Passion for Tiny Patients
This determined pediatrician works doggedly for neonatal infants and children
By Cheryl England
I F THERE WAS only one word to describe Rohitkumar Vasa, MD, it would be “determined.” As the chair of pediatrics and the director of neonatology at Mercy Hospital and Medical Center in Chicago and as an attending neonatologist at Ann and Robert H. Lurie Children’s Hospital, Dr. Vasa is determined to improve healthcare for infants and children, especially those at high risk. And, along the way, he is determined to keep running marathons, which total 59 to date and span across every continent, including Antarctica.
Dr. Vasa began his career by earning his MD from M.S. University in Gujarat, India, in 1970. He remained in India to earn a post-graduate degree in pediatrics. In 1973, he moved to New York for a pediatrics residency at Beth Israel Hospital followed by a neonatology fellowship at New York University-Bellevue Hospital. He then voluntarily joined the U.S. Army and served for two years as director of neonatology and assistant chief of pediatrics at Fort Campbell, Kentucky.
Why join the Army? “I was very impressed with their set up,” he says. “The hospital was large and the programs were very well-developed. I also have tremendous respect for the people in the military.” As an added bonus, his pathologist wife, Usha, was also able to secure employment at Fort Campbell.
After the Army, where he received a U.S. Army Commendation Medal for excellent service in the pediatrics department, Dr. Vasa’s brother-in-law, who worked at Mercy, told him about an opening for a neonatologist. Dr. Vasa applied and, of course, landed the position in 1981. Since then, Dr. Vasa has held numerous leadership positions at Mercy. “I’ve enjoyed my time at Mercy very much,” says Dr. Vasa. “I’ve enjoyed the challenge of working with complex clinical problems in newborn babies and I’ve enjoyed being able to really help underserved patients from the South Side.”
He relates one particularly fond memory. “I had a patient about 15 years ago who went into preterm labor at 28 weeks,” he says. “Our team took care of the baby and the parents were so delighted that they began to host fundraising events for the neonatal unit. In ten years, they have raised nearly $1 million that has been very instrumental in our ability to purchase state-of-the-art equipment.”

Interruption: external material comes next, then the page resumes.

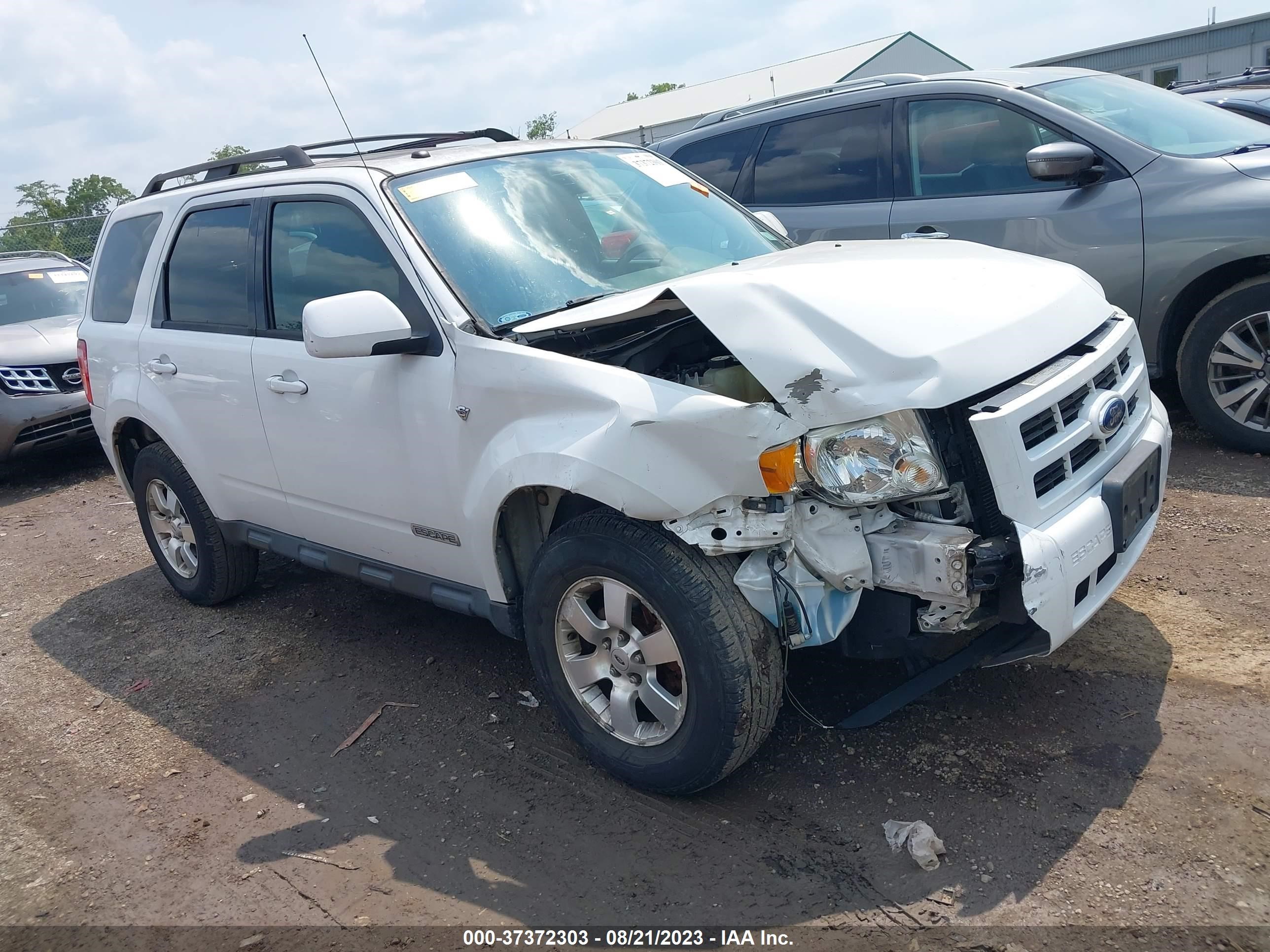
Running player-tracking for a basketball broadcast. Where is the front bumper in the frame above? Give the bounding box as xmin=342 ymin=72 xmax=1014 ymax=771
xmin=1015 ymin=395 xmax=1172 ymax=654
xmin=0 ymin=390 xmax=97 ymax=461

Dr. Vasa is also highly involved in both local and international organizations. He served as the president of the Indian American Medical Association in Chicago, working to set up educational programs for the community as well as a free health clinic in the Rogers Park area. He has also worked with the Asian Human Services Family Health Center in the West Rogers Park area and three other clinics for over 10 years. He has led the American Heart Association’s “Save Children’s Lives” initiative in the State of Gujarat with the goal of reducing the mortality rate of children under five years of age.
Besides running, Dr. Vasa enjoys photography, travel, and music—and, recently, hiking challenges that include the base camp of Mt. Everest and Mt. Kilimanjaro. He has two daughters who are physicians and are married to physicians. “I told them that medicine is a good profession if you go into it for the right reason—it should be a calling, a way to provide service, not a means to wealth,” he says. “I think they are in it for the right reason!”